Most Linux users, unfortunately, don't run with the ROCm stack setup at this point due to needing to manually set it up via the Radeon Software for Linux packaged drivers or the manual ROCm install procedures. Even then, the Linux distribution support is limited. It's been over one month since the Ubuntu 22.04 LTS release has been out and unfortunately still no support for this newest Ubuntu long-term support release. I tried at first working around that on Ubuntu 22.04 in just wanting the ROCm bits anyhow and not worrying about the DKMS / Vulkan / OpenGL components, but GNU toolchain package differences from Ubuntu 20.04 vs. 22.04 made that more of a headache... So on the test system I just wiped it and went back to making an Ubuntu 20.04 installation.
At first even on Ubuntu 20.04 LTS I ran into issues as well getting the AMD HIP support activated for Blender. The packaged driver on the AMD site is for the Radeon Software 22.10.2 components while going through the ROCm installation route yielded newer 22.10.3 driver components. With some tinkering I ultimately got Blender 3.2 successfully working with HIP/ROCm! Unfortunately most Linux distributions still don't package the AMD ROCm software due to its intricacies and other headaches. AMD meanwhile focuses their official ROCm Linux support just on the few usual enterprise Linux distributions. In comparison, NVIDIA's Linux proprietary driver stack having near universal supported/available across Linux distributions. It's been quite a while since I can last recall any headaches simply getting the NVIDIA Linux driver properly installed.
But even once getting ROCm working with the first card, an RDNA2 model, it brought up another limitation... The much more limited range of GPU device support than with NVIDIA's broad device support for multiple generations. Officially, Blender 3.2 works with RDNA2 and RDNA(1) graphics cards on Linux with HIP. I was able to test all of my available Radeon RX 6000 (RDNA2) graphics cards with Blender 3.2, yeah! But with all my RDNA1 tested graphics cards they all yielded Blender 3.2 having a segmentation fault. Trying pre-RDNA graphics cards like the Vega-based Radeon VII also yielded a segmentation fault even with the Radeon VII graphics card otherwise being supported by the ROCm compute stack.
So for this round of testing I was just able to show how the Radeon RX 6000 series graphics cards can perform with Blender 3.2's HIP on Linux.
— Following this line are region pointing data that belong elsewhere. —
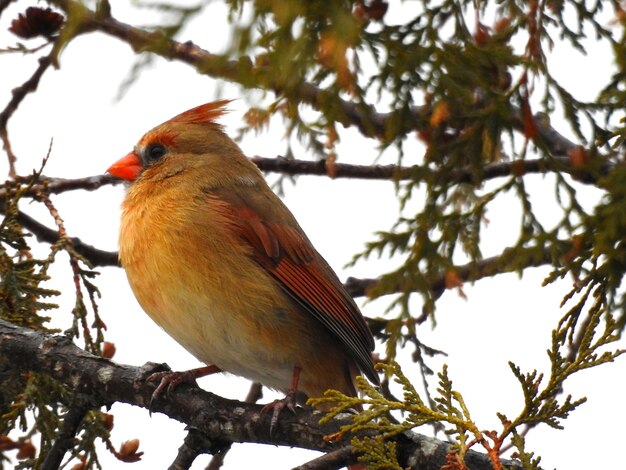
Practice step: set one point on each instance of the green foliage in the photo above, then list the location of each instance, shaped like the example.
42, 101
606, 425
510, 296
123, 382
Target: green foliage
543, 402
474, 81
21, 291
35, 404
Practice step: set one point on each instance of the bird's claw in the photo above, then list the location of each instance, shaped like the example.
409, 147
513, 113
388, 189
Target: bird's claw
169, 380
277, 406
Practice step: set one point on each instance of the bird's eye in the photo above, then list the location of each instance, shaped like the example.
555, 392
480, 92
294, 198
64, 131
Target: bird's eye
154, 152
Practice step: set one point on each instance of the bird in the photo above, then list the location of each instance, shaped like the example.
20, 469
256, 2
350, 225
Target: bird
219, 262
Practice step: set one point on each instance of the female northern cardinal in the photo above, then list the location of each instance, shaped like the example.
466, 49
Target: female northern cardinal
219, 262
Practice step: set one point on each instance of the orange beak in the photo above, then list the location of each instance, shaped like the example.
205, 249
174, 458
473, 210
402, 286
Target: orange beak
127, 168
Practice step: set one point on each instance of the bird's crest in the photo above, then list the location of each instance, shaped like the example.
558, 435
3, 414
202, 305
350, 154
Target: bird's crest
204, 114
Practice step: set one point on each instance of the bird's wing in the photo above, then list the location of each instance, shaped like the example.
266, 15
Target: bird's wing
281, 248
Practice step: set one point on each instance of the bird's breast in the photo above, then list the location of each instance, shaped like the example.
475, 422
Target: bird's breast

For comparison I also tested all of the NVIDIA GeForce RTX 30 cards I have available. NVIDIA with Blender supports both CUDA and OptiX paths for rendering on Linux with OptiX being the preferred renderer for the GeForce RTX graphics cards and what was used for this comparison.
The graphics cards I benchmarked on Blender 3.2 included all the RDNA2 and RTX 30 cards I have available (unfortunately, no RX 6900 series still from AMD):
- Radeon RX 6400
- Radeon RX 6500 XT
- Radeon RX 6600
- Radeon RX 6600 XT
- Radeon RX 6700 XT
- Radeon RX 6750 XT
- Radeon RX 6800
- Radeon RX 6800 XT
- GeForce RTX 3060
- GeForce RTX 3060 Ti
- GeForce RTX 3070
- GeForce RTX 3070 Ti
- GeForce RTX 3080
- GeForce RTX 3080 Ti
- GeForce RTX 3090
All testing off the same AMD Ryzen 9 5950X workstation running Ubuntu 20.04 LTS with the Linux 5.13 kernel and the latest AMD / NVIDIA drivers.